4. Tengu (天狗): the mountain weapons master
A mountain spirit halfway between yokai and deity. Two forms: the Karasu Tengu (crow-beaked warrior) and the Daitengu (red-faced, long-nosed near-god). Its nose is pride made physical: tengu ni naru ("becoming a Tengu") means getting a big head in Japanese. Legend says a Tengu taught swordsmanship to the young warrior Yoshitsune.
5. Kappa (河童): the river creature
Half turtle, half child, the Kappa lives in rivers and lakes. It has a water-filled dish on its head: if the dish empties, it loses its strength. It loves sumo, is obsessed with cucumbers, and has a terrifying habit of pulling people underwater by their feet. To defeat one, just bow politely. The Kappa bows back, the dish empties, and it is neutralized.
6. Tanuki (狸): the lucky trickster
The Tanuki is a real animal (raccoon dog) that became a shapeshifting, drinking, gambling yokai. It is famous for its anatomically... generous attributes. Not vulgar: oversized testicles symbolize financial prosperity. You will see ceramic Tanuki statues outside restaurants all over Japan, straw hat on, sake bottle in hand.
7. Yūrei (幽霊): the Japanese ghost
The Yūrei is a human spirit trapped between life and death. White funeral kimono, long black hair, no feet (it floats). Unlike yokai, which are creatures, the Yūrei is a dead person who could not move on: too much regret, hatred, or love. The most famous is Oiwa, disfigured by her husband, who returns to haunt him.
8. Jorogumo (絡新婦): the spider woman
A 400-year-old Nephila clavata spider that transforms into a supernaturally beautiful woman to seduce and devour men. She plays the biwa (lute) to mesmerize her prey and weaves invisible silk threads around them. She never kills fast. She builds trust, then closes the trap.
9. Nekomata (猫又): the demon cat
A house cat that, after decades of life, transforms into a yokai. Its tail splits in two (hence neko-mata, "forked cat"). It gains speech, bipedal movement, and the ability to manipulate the dead like puppets. Some Japanese owners used to cut their cats' tails to prevent the transformation.
10. Gashadokuro (がしゃどくろ): the giant skeleton
A 15-meter-tall skeleton formed from the bones of soldiers who died in battle and were left without burial. It roams at night, grabs lone travelers, and bites their heads off. Its only weakness: a rattling of bones that gives it away. Immortalized in Kuniyoshi's 1844 ukiyo-e print Mitsukuni Defying the Skeleton, one of the most reproduced images in Japanese art.
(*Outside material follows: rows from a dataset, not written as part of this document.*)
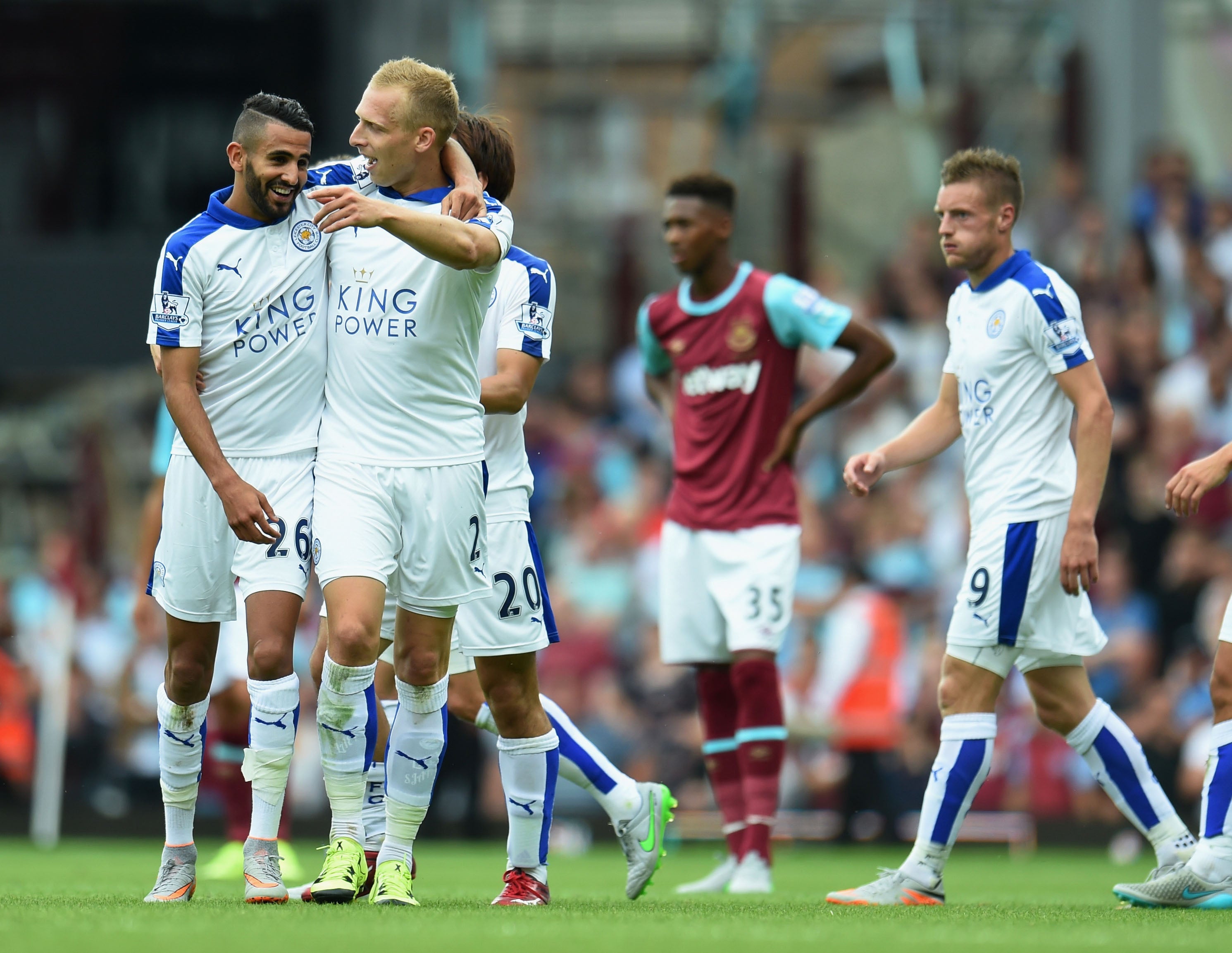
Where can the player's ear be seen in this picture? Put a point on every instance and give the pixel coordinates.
(1007, 218)
(236, 157)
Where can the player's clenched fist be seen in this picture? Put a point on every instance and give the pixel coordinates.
(343, 207)
(1194, 481)
(248, 512)
(1079, 560)
(863, 471)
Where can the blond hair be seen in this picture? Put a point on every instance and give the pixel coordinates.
(430, 98)
(1000, 175)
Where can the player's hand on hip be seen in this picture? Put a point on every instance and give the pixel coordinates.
(343, 207)
(1079, 560)
(863, 471)
(1193, 482)
(248, 512)
(784, 448)
(465, 203)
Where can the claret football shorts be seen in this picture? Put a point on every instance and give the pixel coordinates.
(724, 591)
(1012, 603)
(199, 557)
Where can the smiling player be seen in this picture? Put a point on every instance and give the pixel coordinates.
(238, 295)
(401, 479)
(1019, 367)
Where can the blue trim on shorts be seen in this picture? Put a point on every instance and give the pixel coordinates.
(549, 616)
(1015, 579)
(552, 769)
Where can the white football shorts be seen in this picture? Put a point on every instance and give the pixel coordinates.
(231, 662)
(725, 591)
(1226, 626)
(1013, 599)
(199, 557)
(517, 616)
(422, 531)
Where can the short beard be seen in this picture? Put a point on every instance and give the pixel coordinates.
(257, 194)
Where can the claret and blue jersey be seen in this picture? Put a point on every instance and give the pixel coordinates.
(1008, 339)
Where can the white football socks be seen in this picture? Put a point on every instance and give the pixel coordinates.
(181, 744)
(961, 766)
(272, 742)
(529, 767)
(1213, 859)
(1120, 767)
(583, 764)
(413, 760)
(346, 706)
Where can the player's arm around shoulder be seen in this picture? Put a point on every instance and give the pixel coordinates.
(477, 244)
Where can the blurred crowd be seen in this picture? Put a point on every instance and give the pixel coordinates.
(877, 577)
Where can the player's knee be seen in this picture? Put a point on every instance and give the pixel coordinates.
(350, 639)
(269, 660)
(464, 702)
(189, 673)
(421, 664)
(1056, 712)
(950, 695)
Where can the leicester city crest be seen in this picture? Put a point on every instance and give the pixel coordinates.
(305, 236)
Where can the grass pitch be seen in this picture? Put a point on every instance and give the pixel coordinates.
(86, 896)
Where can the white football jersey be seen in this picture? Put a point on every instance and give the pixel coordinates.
(1008, 338)
(252, 297)
(402, 387)
(519, 319)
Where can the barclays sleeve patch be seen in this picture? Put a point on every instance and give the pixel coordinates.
(1064, 336)
(169, 311)
(534, 322)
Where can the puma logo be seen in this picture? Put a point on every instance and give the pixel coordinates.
(421, 761)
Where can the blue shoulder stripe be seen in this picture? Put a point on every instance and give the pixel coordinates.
(174, 255)
(539, 280)
(1034, 279)
(178, 248)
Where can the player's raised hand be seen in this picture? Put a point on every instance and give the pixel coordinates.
(785, 447)
(343, 207)
(1194, 481)
(248, 512)
(465, 203)
(1079, 560)
(863, 471)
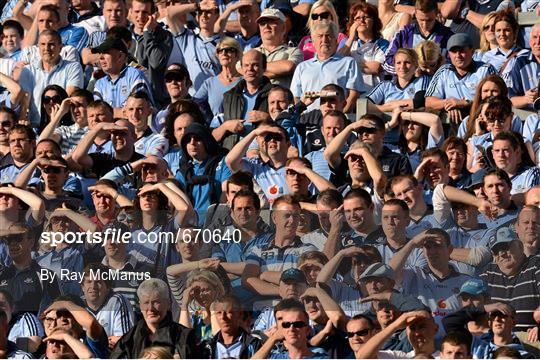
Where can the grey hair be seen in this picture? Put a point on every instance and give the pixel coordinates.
(325, 25)
(154, 285)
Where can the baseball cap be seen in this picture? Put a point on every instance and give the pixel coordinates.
(293, 275)
(460, 40)
(272, 14)
(109, 44)
(503, 235)
(377, 270)
(474, 287)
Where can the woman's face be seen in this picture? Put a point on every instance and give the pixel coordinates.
(489, 31)
(412, 131)
(504, 35)
(51, 97)
(490, 89)
(404, 66)
(365, 22)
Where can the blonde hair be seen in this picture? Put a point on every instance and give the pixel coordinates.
(327, 4)
(484, 43)
(159, 352)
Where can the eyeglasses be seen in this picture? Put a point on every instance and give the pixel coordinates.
(323, 16)
(229, 50)
(275, 137)
(294, 324)
(5, 124)
(363, 18)
(358, 333)
(55, 99)
(51, 170)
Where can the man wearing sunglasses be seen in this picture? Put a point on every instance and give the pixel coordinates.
(510, 262)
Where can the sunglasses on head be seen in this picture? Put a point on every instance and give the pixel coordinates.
(358, 333)
(51, 170)
(294, 324)
(323, 16)
(275, 137)
(55, 99)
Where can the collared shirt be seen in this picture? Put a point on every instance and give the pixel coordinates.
(391, 90)
(34, 79)
(447, 83)
(115, 92)
(283, 52)
(524, 75)
(198, 55)
(313, 74)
Every creature on this list has a dedicated article on the Dai Yokai blog. For the in-depth overview (classification, origins, yokai vs yūrei vs kami), see the complete Yokai guide.
To see these creatures as masks: all Dai Yokai Japanese masks.
FAQ
What is the difference between a yokai and a yūrei?
A yokai is a supernatural creature (transformed animal, object, or spirit). A yūrei is a human ghost, the spirit of a dead person trapped between worlds by regret, hatred, or love. A Kitsune is a yokai. Oiwa is a yūrei.
Which yokai is the most dangerous?
The Oni is the most destructive in raw force. But the most insidious is probably the Jorogumo (spider woman) who kills through seduction and patience, or the Gashadokuro (giant skeleton) which is nearly invincible.
Do yokai really exist?
Several yokai are based on real animals. The Kitsune is a fox, the Tanuki is a raccoon dog (Nyctereutes procyonoides), the Jorogumo is a Trichonephila clavata spider. Folklore amplified their natural traits into supernatural powers.